Print Edition - 2015-04-05 | MONEY
Loan growth fuels liquidity fears
Apr 4, 2015-
Country’s commercial banks have started facing liquidity squeeze as their lending grew twice as much as the deposits.
Credit expanded by 17.22 percent (Rs 155 billion) as of March 20 this fiscal, while deposit raised by just Rs 8.6 percent ( Rs 104 billion), according to the Nepal Bankers’ Association.
With the banks’ total deposit collection touching Rs 1.31 trillion as against lending of Rs 1.05trilion, the pure credit to deposit (C/D) ratio reached 80.41 percent. As the banks can also keep core capital under the head of deposit, the C/D ratio remains below 80 percent. The banks cannot expand the ratio above 80 percent of the deposit as per the central bank directive.

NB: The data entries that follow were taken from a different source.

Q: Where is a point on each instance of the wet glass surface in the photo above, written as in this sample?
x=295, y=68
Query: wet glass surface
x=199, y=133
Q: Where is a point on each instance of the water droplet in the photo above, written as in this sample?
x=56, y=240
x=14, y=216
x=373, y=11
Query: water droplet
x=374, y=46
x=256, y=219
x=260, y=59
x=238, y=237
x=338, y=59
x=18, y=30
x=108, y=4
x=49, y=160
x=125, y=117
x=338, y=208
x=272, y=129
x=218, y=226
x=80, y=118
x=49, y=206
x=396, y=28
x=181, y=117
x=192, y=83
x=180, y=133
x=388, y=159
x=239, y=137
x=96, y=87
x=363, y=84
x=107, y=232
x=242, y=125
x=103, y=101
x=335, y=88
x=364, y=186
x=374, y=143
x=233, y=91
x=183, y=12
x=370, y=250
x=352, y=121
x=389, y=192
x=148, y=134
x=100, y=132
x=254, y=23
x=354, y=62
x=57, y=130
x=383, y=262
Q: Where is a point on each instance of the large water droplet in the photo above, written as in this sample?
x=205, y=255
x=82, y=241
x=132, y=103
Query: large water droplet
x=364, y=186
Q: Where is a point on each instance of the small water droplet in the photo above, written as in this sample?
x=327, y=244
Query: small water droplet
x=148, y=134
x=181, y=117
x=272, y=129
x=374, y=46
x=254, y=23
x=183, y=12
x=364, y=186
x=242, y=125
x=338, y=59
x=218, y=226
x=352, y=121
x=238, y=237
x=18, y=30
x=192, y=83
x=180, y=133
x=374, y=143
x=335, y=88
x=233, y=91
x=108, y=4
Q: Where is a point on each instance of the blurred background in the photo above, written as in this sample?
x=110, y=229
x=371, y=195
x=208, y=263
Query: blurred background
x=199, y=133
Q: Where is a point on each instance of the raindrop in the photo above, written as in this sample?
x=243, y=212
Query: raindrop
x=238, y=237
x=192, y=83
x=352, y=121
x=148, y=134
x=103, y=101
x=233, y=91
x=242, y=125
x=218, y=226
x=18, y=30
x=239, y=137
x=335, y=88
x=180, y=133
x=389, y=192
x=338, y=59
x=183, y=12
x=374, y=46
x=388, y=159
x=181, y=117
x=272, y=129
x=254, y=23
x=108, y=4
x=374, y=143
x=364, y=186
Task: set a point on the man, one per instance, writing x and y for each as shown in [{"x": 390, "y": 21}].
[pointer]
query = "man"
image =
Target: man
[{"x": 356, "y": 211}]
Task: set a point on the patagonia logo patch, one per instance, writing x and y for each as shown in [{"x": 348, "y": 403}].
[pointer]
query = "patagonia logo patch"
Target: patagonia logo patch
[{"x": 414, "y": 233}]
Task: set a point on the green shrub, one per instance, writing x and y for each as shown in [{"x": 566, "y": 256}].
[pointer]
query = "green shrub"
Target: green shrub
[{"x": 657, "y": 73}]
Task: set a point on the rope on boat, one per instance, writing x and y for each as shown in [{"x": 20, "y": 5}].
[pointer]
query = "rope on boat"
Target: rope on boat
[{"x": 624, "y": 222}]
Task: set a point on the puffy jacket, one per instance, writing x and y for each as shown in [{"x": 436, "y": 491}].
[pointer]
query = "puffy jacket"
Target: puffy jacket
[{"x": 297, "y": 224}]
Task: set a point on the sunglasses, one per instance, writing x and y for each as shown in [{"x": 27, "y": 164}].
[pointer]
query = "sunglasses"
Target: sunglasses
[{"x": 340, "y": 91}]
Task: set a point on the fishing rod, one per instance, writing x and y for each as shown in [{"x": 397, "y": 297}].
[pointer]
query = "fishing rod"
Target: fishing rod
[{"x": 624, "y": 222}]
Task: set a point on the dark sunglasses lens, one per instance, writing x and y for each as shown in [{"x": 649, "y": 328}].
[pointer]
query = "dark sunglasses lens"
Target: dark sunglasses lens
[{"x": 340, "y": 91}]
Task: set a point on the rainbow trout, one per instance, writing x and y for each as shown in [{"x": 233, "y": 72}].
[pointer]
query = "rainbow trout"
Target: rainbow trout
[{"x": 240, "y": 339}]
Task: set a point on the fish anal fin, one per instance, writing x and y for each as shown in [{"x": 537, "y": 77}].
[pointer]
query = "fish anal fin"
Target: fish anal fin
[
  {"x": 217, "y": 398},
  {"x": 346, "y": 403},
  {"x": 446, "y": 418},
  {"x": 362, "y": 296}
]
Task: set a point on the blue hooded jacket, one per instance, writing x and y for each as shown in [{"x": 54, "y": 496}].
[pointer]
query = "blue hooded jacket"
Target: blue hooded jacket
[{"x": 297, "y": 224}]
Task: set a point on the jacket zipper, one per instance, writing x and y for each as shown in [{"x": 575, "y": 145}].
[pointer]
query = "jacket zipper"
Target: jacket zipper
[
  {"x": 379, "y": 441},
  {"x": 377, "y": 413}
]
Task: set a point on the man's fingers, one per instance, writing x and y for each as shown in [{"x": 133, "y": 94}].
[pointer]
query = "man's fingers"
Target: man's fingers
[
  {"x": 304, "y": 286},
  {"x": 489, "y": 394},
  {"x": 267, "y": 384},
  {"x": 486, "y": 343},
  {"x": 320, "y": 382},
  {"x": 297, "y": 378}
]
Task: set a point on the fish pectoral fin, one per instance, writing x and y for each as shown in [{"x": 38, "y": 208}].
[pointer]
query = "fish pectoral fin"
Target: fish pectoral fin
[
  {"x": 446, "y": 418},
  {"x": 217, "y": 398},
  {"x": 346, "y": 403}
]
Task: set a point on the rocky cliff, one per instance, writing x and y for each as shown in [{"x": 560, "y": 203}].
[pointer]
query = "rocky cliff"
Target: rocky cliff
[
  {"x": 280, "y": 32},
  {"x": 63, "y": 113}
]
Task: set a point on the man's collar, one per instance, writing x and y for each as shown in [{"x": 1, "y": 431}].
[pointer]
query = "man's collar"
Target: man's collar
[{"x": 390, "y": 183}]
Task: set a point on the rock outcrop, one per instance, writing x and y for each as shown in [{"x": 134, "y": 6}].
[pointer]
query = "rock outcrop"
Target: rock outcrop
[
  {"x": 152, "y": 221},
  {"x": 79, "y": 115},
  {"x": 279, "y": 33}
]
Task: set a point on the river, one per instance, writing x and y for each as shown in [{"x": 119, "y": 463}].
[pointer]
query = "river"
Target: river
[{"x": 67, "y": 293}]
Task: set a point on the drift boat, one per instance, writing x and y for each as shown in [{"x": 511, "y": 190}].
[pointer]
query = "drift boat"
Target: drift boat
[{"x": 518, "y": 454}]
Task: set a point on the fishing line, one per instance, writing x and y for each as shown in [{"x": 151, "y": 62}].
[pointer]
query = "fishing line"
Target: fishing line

A liquidity squeeze occurs when the financial institutions have less short-term availability of money, causing banks to be more reluctant to lend out money within the interbank market. As a result, banks will often impose higher lending requirements in an effort to hold onto their cash reserves. This cash hoarding will cause the overnight borrowing rate to spike significantly above its benchmark rate and, as a result, the cost of borrowing will increase.
Bankers said the banks have been facing a tight liquidity situation since the deposit totalling around Rs 40 billon was withdrawn from the banking system to pay tax one and a half months ago. The money has not yet returned to the system as the government is yet to loosen the purse strings. The government’s treasury still holds around Rs 90 billion.
According to the bankers, the tightening liquidity has pushed up the interest rate--both in deposit and credit. The Inter-banking lending rate and interest in treasury bills remain in the range of one percent, though.
NBA President Upendra Poudyal, however, believes the liquidity squeeze would ease as the government would start spending in the last quarter.
“The liquidity situation is likely to get even tighter in the third quarter as more people withdraw money to pay tax,” said Poudyal. “But thereafter, once the government raises its expenditure, banks will hopefully have adequate liquidity.”
The bankers said they have expanded credit massively this year as the spread rate led to a lower profit margin. The banks were awash with excess liquidity until the first half of this fiscal year, enabling them to extend credit at a lower interest rate.
“However, traders borrowed massively at a cheaper interest rate and deposited the amount in Indian banks,” said an informed source at a leading commercial bank. Until recently, the banks were offering short-term loans at around 7 percent interest, while the traders could get a return of 9-9.5 percent on deposits in the Indian banks.
The source, however, noted that the India banks too have started decreasing interest even as the rate in Nepal is picking up. “I think this will help curb reckless credit expansion,” the source added.
In a recent directive aimed at controlling capital flight in the name of project loans, the NRB asked the banks to categorise suspicious loans under watch list and make provisioning of up to five percent.